While polls show Trump bleeding support on almost every issue and in particular losing the independents who were so crucial to his 2024 victory, there’s something even worse about how he’s conducted himself during the last 100 days. All the light and heat and noise and fear and chaos he has engendered has put Joe Biden very far in the rear-view window of public perceptions. It’s now Trump’s unsatisfactory economy; Trump’s executive power grabs; Trump’s disorderly world; Trump’s despised and privacy-violating federal government; Trump’s arrogant, wealthy elites; Trump’s contempt for the struggles of working people — it’s Trump who’s in the news each morning, to the point that he can no longer embody the chronic hunger and thirst of the American people for change.
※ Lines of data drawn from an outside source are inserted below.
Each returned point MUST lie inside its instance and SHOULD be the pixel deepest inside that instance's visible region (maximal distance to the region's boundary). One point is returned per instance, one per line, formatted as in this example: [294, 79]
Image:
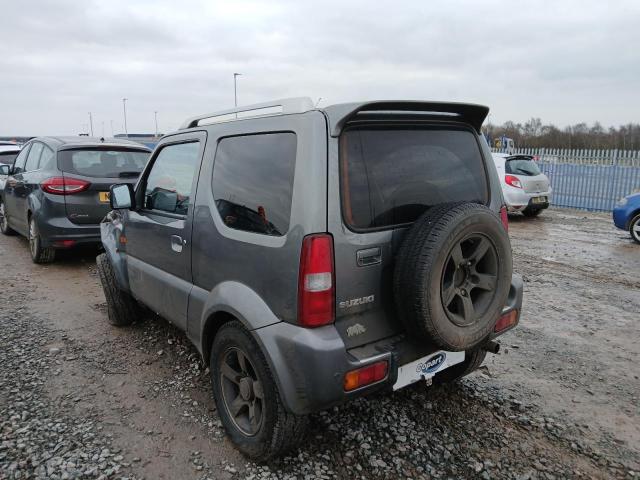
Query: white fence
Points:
[626, 158]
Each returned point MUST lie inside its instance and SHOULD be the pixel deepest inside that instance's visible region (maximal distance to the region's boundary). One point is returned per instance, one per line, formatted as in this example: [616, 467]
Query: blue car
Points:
[626, 215]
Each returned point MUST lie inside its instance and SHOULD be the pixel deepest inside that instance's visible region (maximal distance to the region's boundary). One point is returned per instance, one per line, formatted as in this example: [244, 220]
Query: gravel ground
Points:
[82, 399]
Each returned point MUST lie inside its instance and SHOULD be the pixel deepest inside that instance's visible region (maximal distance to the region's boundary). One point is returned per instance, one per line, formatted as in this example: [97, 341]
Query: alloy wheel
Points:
[469, 279]
[242, 391]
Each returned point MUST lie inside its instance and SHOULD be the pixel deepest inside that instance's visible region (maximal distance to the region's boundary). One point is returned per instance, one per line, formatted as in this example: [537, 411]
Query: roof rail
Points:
[276, 107]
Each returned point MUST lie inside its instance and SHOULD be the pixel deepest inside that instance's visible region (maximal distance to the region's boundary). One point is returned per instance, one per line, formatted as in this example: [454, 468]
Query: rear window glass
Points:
[392, 175]
[8, 157]
[522, 166]
[110, 163]
[253, 182]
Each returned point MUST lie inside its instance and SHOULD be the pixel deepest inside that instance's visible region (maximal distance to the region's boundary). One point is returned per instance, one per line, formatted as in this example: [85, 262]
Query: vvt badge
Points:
[431, 365]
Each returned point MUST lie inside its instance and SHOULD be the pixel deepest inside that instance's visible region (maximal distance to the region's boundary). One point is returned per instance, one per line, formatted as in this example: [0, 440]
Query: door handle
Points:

And that’s very bad news for his party in both 2026 and 2028, and for any hopes he had of leaving office with the mantle of “greatness” he so desires.
For conservative Republicans who support many of Trump’s policy goals and who hope to build a party that can survive without him, the most frustrating thing is probably that he can’t or won’t “read the room” and understand the importance of changing course. That’s because he has devoted so much of his own astounding career — even before he entered politics — to creating a cult of personality insulated by a closed information loop in which all his worst traits are celebrated, including those that frighten and repel people outside the fun-house mirror of MAGA self-celebration and self-deception. It should be a bright red flashing sign of “Danger!” to the 47th president that his fans are happiest when his administration does something that is guaranteed to offend swing voters, like the FBI rushing in to arrest a local judge in Wisconsin who didn’t help ICE grab someone out of her own courtroom. Right now, even people who share a lot of the administration’s goals are concluding he’s simply going too far. Even if he had enough mental clarity and self-discipline to build an authoritarian regime, like Viktor Orbán’s, that used state power to make a temporary majority permanent, he’s lost the temporary majority before he rightly possessed it.
So Trump’s trajectory is right back toward the fever swamps from whence he arose in 2015 and into which he fell back again after January 6. Unless he changes his ways quickly, Trump’s last comeback has come and gone.